Non sarà doppiare Capo Horn con un guscio a vela di dodici metri, ma sarà faticoso quanto necessario cambiare rotta in questi turbolenti anni venti. La linea rossa rimane sempre la stessa, rompere dipendenze tossiche da paesi poco rispettosi delle regole del fair trade e ricostruire più salde catene della produzione del valore.

Poco spazio per la bolla immobiliare e qualche editoriale sulla piccola pavida Italia governata da Giorgia Meloni.

Pechino sperava davvero che l’Italia aderisse alla Silk and Road initiative? La firma di Giuseppe Conte valeva quanto il prezzo della carta vergata da un oscuro avvocato di Foggia, unto dal fato a primo ministro, ma forse i cinesi speravano di avere un certo margine di manovra con l’elezione a primo ministro di Giorgia Meloni. La premier era guardata con sospetto a Bruxelles e con viva preoccupazione a Washington. Joe Biden affermava lo scorso settembre. “You just saw what’s happened in Italy in that election. You’re seeing what’s happening around the world. And the reason I bother to say that is we can’t be sanguine about what’s happening here either,” “Hai appena visto cosa è successo in Italia in quelle elezioni. Stai vedendo cosa sta succedendo in tutto il mondo. E il motivo per cui mi preoccupo di dirlo è che non possiamo essere ottimisti nemmeno su ciò che sta accadendo qui “. 

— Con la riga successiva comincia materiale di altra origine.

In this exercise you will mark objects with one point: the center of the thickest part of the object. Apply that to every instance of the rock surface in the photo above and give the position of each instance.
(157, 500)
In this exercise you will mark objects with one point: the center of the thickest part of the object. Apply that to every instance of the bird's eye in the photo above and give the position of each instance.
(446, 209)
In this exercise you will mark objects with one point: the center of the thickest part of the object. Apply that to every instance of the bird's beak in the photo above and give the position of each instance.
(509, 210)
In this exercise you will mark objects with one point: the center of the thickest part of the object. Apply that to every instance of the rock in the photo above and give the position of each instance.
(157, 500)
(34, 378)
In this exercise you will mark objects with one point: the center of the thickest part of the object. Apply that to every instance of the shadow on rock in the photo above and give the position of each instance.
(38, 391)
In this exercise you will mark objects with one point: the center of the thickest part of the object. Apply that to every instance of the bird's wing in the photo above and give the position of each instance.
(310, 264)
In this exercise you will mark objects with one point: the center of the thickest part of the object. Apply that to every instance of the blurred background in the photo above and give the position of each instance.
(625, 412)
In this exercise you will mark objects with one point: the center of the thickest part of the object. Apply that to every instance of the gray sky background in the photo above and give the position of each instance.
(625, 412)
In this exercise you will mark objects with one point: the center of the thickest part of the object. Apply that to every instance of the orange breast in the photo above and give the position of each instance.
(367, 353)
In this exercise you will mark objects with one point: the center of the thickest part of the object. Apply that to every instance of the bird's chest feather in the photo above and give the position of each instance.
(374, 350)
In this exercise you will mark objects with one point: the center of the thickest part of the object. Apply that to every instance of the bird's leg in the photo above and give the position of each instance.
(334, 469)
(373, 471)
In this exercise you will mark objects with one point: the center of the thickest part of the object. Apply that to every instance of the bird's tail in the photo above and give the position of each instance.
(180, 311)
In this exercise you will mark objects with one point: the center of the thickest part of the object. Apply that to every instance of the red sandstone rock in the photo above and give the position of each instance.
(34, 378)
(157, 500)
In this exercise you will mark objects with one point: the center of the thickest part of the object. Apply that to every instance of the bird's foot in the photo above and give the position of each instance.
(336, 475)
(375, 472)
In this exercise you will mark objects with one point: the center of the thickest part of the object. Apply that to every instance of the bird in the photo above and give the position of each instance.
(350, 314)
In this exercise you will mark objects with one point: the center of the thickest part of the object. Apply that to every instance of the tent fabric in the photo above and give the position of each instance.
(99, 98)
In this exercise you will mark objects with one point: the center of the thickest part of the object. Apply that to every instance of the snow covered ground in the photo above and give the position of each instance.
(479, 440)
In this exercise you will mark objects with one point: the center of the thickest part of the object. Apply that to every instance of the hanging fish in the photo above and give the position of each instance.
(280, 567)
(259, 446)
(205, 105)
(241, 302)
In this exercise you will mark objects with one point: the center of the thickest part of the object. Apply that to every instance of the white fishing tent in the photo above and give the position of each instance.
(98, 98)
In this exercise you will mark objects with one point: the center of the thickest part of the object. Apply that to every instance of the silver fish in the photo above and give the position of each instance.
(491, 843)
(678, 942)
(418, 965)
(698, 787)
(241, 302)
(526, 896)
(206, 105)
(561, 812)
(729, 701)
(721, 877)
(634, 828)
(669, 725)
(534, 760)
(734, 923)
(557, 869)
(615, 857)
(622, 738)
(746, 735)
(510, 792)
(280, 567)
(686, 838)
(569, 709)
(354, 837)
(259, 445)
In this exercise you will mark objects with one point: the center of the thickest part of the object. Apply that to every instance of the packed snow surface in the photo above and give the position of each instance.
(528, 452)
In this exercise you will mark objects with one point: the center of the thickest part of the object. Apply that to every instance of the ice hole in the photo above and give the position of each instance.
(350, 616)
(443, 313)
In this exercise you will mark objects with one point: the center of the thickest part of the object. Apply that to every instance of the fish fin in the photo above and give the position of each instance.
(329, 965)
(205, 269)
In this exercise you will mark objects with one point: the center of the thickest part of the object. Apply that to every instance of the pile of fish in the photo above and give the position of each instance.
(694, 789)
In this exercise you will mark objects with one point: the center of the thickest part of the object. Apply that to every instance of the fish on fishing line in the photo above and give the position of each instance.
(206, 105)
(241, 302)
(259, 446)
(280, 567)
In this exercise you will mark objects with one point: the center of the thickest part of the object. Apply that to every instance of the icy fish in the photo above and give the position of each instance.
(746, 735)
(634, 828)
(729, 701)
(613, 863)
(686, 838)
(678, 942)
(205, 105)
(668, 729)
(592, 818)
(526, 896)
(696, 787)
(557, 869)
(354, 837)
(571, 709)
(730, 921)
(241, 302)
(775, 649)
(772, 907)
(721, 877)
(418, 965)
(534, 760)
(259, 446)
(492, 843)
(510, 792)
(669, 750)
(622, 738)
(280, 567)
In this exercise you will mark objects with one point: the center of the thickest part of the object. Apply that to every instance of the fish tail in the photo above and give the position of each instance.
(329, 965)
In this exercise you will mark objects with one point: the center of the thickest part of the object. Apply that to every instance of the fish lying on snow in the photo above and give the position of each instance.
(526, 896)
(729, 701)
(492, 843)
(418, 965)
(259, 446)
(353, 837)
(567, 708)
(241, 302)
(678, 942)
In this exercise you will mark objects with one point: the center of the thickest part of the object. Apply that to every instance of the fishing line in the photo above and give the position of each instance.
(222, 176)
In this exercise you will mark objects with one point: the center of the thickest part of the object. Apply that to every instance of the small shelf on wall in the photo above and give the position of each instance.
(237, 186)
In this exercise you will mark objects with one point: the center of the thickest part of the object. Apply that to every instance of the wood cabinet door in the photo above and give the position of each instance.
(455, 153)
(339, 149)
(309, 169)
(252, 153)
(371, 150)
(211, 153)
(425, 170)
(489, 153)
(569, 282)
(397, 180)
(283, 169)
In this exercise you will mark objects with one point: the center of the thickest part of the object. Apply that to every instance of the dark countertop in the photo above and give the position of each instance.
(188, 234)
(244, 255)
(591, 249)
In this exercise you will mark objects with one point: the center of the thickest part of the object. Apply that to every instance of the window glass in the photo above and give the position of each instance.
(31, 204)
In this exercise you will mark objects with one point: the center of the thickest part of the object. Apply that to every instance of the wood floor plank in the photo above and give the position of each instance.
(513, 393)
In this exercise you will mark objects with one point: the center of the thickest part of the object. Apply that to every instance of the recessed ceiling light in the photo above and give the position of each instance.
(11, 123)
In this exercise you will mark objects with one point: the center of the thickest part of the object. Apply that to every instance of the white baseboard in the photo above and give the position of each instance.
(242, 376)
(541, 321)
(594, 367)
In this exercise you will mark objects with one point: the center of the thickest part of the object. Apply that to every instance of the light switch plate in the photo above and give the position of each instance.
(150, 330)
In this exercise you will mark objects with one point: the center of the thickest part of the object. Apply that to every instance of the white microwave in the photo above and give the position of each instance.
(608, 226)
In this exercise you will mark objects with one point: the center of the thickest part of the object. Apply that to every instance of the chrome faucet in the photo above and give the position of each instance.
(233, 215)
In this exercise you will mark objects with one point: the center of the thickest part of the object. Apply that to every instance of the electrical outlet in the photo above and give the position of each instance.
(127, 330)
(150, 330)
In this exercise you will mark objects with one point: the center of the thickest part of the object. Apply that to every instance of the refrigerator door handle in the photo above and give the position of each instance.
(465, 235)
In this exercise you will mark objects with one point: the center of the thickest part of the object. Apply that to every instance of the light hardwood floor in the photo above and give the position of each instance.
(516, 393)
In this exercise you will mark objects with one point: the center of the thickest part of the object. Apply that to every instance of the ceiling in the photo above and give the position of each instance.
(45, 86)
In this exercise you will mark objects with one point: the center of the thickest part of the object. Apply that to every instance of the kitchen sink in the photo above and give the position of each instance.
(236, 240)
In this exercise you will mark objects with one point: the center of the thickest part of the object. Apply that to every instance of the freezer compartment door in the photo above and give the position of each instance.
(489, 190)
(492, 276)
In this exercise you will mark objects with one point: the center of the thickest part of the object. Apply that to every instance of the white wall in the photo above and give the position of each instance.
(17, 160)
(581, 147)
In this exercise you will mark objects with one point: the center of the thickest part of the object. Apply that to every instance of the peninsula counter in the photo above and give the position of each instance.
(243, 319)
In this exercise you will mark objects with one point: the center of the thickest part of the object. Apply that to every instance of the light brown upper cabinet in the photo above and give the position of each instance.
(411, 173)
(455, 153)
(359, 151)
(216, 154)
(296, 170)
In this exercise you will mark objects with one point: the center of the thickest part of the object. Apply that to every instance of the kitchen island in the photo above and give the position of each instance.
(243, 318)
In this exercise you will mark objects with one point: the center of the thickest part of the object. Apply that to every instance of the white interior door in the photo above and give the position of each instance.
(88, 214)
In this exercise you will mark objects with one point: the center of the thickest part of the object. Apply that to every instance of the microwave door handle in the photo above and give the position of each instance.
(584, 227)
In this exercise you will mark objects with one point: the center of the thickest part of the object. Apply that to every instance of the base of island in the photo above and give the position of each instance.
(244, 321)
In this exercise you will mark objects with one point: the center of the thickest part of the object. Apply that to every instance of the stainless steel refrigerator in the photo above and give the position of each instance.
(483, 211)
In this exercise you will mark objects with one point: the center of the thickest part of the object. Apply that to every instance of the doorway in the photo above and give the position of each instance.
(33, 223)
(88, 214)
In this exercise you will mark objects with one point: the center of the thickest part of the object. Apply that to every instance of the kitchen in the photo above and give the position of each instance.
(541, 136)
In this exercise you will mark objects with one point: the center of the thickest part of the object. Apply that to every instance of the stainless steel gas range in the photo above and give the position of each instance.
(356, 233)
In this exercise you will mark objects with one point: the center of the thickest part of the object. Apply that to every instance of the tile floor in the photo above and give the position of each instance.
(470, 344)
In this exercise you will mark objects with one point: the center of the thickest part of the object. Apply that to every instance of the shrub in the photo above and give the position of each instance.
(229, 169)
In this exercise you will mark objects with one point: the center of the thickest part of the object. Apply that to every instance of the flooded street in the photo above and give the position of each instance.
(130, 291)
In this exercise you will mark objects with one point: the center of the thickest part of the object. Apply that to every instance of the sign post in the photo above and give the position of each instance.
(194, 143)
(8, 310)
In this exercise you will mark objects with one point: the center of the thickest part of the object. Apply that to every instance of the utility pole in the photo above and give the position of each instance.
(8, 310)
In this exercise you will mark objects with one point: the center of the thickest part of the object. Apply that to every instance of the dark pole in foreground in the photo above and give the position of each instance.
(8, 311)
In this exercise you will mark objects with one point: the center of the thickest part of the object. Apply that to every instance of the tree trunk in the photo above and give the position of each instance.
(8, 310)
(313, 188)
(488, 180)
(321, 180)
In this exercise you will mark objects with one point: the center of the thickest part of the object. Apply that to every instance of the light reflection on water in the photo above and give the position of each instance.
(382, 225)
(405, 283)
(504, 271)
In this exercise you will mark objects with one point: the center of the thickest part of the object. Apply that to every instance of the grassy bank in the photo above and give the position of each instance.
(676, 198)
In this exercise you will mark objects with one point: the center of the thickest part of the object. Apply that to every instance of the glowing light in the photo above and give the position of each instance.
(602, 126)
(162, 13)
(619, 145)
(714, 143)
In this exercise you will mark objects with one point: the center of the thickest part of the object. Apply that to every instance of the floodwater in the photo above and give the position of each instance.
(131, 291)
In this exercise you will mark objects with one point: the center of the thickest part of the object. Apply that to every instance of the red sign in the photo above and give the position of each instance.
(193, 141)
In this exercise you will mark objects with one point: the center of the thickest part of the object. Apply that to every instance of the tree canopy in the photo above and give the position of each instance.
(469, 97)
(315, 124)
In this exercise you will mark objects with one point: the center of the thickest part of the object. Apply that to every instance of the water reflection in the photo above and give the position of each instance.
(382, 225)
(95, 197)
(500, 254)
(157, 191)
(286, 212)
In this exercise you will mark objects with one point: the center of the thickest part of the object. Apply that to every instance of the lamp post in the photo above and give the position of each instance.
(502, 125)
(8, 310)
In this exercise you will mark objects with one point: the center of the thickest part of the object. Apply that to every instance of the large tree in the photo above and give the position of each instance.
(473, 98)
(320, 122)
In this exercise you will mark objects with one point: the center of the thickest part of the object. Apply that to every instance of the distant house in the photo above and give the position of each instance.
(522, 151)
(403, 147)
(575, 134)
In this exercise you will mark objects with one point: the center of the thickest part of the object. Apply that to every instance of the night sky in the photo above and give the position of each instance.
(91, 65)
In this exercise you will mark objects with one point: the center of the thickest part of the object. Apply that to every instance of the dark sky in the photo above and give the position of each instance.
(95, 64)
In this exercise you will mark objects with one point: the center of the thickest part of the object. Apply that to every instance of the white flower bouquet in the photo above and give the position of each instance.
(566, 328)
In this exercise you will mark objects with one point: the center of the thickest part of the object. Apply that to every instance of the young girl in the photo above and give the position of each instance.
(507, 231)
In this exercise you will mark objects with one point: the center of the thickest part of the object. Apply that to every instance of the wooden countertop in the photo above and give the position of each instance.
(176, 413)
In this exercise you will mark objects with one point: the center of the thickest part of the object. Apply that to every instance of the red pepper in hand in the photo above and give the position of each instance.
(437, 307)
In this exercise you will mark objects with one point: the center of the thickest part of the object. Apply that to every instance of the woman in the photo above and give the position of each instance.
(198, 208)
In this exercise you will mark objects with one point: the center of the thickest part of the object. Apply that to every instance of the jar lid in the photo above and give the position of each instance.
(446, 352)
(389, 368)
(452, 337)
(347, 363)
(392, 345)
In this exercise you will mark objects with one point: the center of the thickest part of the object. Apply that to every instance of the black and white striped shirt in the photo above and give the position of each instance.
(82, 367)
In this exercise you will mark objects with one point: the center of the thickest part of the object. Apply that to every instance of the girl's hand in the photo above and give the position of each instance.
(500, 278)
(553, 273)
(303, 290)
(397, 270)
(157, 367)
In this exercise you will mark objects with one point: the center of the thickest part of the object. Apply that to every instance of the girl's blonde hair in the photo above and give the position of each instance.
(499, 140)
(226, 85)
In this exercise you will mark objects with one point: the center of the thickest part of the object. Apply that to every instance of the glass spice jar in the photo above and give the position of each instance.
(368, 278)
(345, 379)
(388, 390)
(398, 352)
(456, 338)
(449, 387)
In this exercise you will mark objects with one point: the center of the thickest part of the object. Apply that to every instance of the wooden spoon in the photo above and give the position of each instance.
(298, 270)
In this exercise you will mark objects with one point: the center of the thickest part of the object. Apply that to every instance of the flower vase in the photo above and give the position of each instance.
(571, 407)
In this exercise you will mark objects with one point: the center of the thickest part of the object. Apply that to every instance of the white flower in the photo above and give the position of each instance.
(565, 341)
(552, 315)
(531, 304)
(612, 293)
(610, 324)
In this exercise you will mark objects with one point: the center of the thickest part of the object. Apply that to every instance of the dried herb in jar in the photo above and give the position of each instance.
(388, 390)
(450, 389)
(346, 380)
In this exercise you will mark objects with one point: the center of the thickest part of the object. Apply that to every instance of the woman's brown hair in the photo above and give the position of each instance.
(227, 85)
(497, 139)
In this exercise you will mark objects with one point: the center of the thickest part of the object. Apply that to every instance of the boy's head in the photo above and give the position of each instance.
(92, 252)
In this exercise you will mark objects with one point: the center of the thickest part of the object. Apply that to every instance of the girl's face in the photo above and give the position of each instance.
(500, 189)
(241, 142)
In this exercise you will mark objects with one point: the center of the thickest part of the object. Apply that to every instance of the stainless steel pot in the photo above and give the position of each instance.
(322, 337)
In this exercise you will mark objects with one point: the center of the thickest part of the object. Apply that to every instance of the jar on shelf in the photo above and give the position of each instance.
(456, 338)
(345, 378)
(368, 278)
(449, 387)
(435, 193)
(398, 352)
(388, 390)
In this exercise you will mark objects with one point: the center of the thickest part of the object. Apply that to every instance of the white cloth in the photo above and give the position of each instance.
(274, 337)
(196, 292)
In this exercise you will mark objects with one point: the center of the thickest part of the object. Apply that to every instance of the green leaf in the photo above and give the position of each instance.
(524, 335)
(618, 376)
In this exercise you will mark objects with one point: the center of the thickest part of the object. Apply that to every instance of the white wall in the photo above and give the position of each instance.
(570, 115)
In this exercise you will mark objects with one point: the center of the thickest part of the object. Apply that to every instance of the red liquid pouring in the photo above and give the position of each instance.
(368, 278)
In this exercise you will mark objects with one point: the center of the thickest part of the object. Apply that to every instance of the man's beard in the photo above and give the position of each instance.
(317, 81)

Che ci abbiano creduto o meno, i tabloid di Pechino hanno fiutato che il più povero delle medie potenze europee ovvero il più ricco dei paesi poveri del mediterraneo, li trascurerà ed il matrimonio d’interesse sarà rinviato sine die. Un editoriale del China Daily, “Italy should make decision about Belt and Road out of its best interests”, ha la firma di Antonio Geraci, già sottosegretario del governo Conte e promotore dell’iniziativa in quei giorni giacobini ed un poco folli, che sta alla Cina come l’inarrivabile Orsini alla Russia, quanto dichiara che la democrazia non si determina con il voto dei cittadini, ascoltare per credere, ma riempendogli la pancia. 

Washington richiama all’Ordine Occidentale, Giorgia risponde presente e se qualcuno avesse dei dubbi si guardi al Sud Africa, minacciato di essere escluso dai mercati che contano per troppa prossimità a Cina e Russia. 

Basta così per oggi, passo e chiudo.